Moeda fecha em queda de 3,5% após anúncio de intervenção cambial e perspectiva de juros mais altos nos EUA.

Redação
Redação

30 de dezembro de 2025 ·

O dólar comercial registrou nesta terça-feira (30) sua maior desvalorização diária em dez anos no Brasil, fechando a R$ 4,85, uma queda de 3,5% em relação ao pregão anterior. O movimento ocorre após o Banco Central anunciar uma nova rodada de intervenções no mercado de câmbio e diante de sinais de que o Federal Reserve (Fed, o banco central americano) pode manter os juros elevados por mais tempo.

A forte queda interrompe uma sequência de valorização da moeda americana, que acumulava alta de mais de 8% no mês. Analistas apontam que a decisão do BC de ofertar até US$ 2 bilhões em swap cambial reverso, instrumento que equivale à venda de dólares no mercado futuro, foi decisiva para conter a pressão especulativa.

Contexto econômico e medidas do BC

O presidente do Banco Central, Roberto Campos Neto, afirmou em coletiva que a instituição está "atenta aos movimentos excessivos" no câmbio e utilizará todos os instrumentos disponíveis para garantir a estabilidade do mercado. "Nossa atuação tem sido e continuará sendo firme para mitigar volatilidades indevidas", declarou.

A desvalorização do real vinha sendo impulsionada pela aversão global ao risco, com investidores migrando para ativos considerados seguros, como o dólar, diante de incertezas na economia global e da expectativa de que os juros nos EUA permaneçam altos. O Comitê de Política Monetária (Copom) do BC se reúne na próxima semana para definir a taxa Selic, atualmente em 10,75% ao ano.
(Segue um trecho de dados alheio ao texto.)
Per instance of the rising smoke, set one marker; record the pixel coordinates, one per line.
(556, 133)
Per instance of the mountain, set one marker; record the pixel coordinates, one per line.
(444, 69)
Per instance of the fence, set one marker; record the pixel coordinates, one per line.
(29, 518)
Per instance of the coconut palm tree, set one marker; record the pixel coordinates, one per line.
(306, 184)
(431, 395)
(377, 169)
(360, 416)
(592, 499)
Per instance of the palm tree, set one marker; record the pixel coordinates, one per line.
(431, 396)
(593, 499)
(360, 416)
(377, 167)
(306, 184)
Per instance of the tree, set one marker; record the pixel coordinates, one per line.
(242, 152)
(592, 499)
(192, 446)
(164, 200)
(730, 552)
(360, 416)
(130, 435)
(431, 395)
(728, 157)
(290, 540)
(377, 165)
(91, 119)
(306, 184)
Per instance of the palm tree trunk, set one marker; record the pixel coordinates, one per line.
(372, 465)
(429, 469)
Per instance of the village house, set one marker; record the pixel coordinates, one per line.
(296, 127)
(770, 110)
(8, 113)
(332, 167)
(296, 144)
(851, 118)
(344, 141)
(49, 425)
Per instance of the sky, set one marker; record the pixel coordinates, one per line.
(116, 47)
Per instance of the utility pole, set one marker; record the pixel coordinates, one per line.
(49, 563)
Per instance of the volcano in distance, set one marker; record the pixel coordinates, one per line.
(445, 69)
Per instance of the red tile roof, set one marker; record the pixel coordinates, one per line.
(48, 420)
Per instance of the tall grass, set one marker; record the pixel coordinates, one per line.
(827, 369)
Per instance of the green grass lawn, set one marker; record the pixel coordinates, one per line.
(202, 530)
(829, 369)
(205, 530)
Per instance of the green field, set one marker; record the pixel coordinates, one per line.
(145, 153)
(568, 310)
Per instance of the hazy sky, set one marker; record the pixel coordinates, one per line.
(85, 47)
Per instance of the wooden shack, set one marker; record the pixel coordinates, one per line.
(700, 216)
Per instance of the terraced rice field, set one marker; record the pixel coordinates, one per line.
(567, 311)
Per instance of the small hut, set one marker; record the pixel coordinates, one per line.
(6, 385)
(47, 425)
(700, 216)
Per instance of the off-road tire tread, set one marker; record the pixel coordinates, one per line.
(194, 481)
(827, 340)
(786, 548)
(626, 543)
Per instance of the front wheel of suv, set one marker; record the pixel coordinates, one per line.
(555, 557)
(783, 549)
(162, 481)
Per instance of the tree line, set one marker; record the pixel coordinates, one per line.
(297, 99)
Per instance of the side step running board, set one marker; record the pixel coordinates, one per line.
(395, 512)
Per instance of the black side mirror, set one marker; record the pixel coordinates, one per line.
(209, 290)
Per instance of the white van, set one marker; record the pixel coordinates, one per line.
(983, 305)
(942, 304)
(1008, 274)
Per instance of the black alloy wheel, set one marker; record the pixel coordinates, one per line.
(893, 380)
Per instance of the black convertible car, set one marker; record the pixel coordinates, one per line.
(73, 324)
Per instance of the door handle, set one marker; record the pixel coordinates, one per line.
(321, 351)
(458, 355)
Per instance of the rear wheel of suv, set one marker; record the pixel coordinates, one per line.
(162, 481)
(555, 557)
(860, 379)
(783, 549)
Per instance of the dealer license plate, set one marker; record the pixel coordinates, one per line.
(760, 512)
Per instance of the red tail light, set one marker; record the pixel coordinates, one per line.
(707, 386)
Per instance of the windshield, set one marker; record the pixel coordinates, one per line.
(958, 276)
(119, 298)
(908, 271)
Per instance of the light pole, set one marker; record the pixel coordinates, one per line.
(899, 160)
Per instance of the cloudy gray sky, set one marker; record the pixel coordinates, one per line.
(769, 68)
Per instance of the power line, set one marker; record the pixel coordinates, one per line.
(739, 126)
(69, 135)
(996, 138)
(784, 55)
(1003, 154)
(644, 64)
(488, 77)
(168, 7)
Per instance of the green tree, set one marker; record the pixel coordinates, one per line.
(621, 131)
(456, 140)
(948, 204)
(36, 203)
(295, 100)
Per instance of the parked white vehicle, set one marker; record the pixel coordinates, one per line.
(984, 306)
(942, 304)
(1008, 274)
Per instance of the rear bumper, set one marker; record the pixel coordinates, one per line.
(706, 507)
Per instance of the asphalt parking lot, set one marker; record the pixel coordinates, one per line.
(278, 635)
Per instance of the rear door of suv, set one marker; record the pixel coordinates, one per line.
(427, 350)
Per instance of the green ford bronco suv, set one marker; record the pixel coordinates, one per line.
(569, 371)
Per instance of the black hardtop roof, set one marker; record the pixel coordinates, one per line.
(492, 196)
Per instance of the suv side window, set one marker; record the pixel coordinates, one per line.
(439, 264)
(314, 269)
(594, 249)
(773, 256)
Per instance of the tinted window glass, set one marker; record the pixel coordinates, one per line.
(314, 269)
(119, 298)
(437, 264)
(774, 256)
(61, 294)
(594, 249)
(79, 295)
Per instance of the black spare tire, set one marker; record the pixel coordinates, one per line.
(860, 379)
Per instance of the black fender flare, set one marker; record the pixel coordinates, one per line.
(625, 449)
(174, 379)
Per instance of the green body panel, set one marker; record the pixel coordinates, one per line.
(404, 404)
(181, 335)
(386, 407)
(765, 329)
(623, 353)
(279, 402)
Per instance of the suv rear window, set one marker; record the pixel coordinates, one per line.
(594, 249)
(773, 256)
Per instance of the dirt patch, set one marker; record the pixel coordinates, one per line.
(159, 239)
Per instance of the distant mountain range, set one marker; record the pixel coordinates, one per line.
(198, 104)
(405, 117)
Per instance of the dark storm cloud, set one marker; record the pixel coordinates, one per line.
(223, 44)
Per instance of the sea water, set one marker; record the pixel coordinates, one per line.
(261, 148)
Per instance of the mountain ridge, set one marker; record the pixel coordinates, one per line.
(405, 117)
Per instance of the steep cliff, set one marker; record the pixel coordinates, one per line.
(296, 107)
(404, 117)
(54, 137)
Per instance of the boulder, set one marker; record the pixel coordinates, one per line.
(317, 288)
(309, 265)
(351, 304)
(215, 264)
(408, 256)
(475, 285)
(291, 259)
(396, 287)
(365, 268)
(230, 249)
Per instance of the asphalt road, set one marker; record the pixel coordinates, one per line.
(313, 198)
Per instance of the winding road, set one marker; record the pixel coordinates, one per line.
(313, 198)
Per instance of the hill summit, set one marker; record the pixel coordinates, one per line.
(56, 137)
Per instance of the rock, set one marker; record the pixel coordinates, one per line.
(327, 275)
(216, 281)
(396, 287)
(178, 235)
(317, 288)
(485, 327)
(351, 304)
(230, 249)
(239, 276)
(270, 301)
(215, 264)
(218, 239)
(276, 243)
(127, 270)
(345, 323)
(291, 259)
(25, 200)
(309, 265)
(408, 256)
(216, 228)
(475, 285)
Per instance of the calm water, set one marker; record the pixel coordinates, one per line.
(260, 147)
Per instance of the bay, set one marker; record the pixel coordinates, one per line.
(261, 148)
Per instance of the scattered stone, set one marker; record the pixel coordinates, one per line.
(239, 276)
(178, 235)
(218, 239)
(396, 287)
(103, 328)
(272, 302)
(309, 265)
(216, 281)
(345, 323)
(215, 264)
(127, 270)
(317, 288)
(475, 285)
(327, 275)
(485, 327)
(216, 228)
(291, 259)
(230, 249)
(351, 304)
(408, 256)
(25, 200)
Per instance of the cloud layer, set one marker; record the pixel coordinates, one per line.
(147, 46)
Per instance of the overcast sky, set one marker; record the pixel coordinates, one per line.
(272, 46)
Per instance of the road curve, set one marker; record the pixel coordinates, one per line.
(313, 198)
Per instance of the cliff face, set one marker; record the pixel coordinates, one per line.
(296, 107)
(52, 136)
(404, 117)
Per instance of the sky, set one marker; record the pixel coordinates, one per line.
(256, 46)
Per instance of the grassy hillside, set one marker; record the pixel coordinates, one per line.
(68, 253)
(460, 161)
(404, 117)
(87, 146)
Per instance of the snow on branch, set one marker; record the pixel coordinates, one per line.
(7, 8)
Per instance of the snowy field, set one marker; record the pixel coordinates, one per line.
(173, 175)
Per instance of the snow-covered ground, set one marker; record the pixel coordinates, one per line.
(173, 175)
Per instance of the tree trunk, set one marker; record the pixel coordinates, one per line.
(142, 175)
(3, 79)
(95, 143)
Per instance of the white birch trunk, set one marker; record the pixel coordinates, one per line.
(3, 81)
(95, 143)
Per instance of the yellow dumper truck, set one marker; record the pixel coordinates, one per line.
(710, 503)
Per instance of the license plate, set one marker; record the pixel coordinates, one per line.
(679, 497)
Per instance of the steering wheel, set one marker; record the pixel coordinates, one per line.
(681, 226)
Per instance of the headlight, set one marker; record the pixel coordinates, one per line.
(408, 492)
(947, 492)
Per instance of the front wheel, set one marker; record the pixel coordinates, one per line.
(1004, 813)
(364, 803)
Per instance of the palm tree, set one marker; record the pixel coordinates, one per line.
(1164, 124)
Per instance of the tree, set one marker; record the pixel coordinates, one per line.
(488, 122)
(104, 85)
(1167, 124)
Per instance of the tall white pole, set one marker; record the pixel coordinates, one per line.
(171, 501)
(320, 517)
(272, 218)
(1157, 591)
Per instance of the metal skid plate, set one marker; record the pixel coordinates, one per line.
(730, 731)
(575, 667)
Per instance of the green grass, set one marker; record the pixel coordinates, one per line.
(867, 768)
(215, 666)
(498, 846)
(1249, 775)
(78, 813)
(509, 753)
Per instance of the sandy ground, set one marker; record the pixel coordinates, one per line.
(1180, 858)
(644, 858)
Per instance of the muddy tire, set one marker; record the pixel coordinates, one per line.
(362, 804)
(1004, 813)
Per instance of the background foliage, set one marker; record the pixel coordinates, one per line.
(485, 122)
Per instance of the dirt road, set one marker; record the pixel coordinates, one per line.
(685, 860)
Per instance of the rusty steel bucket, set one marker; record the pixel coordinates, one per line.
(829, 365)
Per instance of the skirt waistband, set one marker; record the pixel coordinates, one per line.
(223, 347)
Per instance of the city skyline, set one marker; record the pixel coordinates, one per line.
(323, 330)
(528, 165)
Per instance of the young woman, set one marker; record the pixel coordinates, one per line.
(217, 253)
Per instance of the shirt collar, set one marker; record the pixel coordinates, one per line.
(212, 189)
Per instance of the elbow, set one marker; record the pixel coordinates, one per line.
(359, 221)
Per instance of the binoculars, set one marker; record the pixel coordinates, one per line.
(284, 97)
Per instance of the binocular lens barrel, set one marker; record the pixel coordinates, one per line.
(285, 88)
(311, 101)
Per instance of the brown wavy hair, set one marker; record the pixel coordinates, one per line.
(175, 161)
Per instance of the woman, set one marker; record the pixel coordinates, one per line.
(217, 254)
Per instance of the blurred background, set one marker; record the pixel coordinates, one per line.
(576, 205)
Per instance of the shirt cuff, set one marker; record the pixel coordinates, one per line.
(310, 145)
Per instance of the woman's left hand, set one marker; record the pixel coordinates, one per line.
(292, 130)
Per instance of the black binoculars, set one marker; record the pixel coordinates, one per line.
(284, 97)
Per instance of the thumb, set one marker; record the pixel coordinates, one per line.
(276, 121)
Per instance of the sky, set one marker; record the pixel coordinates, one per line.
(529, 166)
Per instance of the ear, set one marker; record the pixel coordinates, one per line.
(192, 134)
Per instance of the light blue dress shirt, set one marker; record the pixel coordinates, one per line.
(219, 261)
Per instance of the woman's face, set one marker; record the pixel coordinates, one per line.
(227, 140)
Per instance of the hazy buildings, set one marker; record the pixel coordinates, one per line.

Impacto na economia e perspectivas

A queda do dólar é um alívio para setores importadores e para o controle da inflação, uma vez que produtos e insumos comprados no exterior ficam mais baratos. No entanto, especialistas alertam que a volatilidade deve continuar. "O mercado ainda está digerindo os dados de inflação nos EUA e aguardando os próximos passos do Fed. A tendência é de câmbio instável nas próximas semanas", analisa a economista-chefe da consultoria Tendências, Ana Paula Vescovi.

Para os próximos dias, o foco do mercado financeiro será a divulgação do Índice de Preços ao Consumidor (IPCA) de janeiro no Brasil e as atas da última reunião do Fed, que podem dar mais pistas sobre a trajetória dos juros americanos.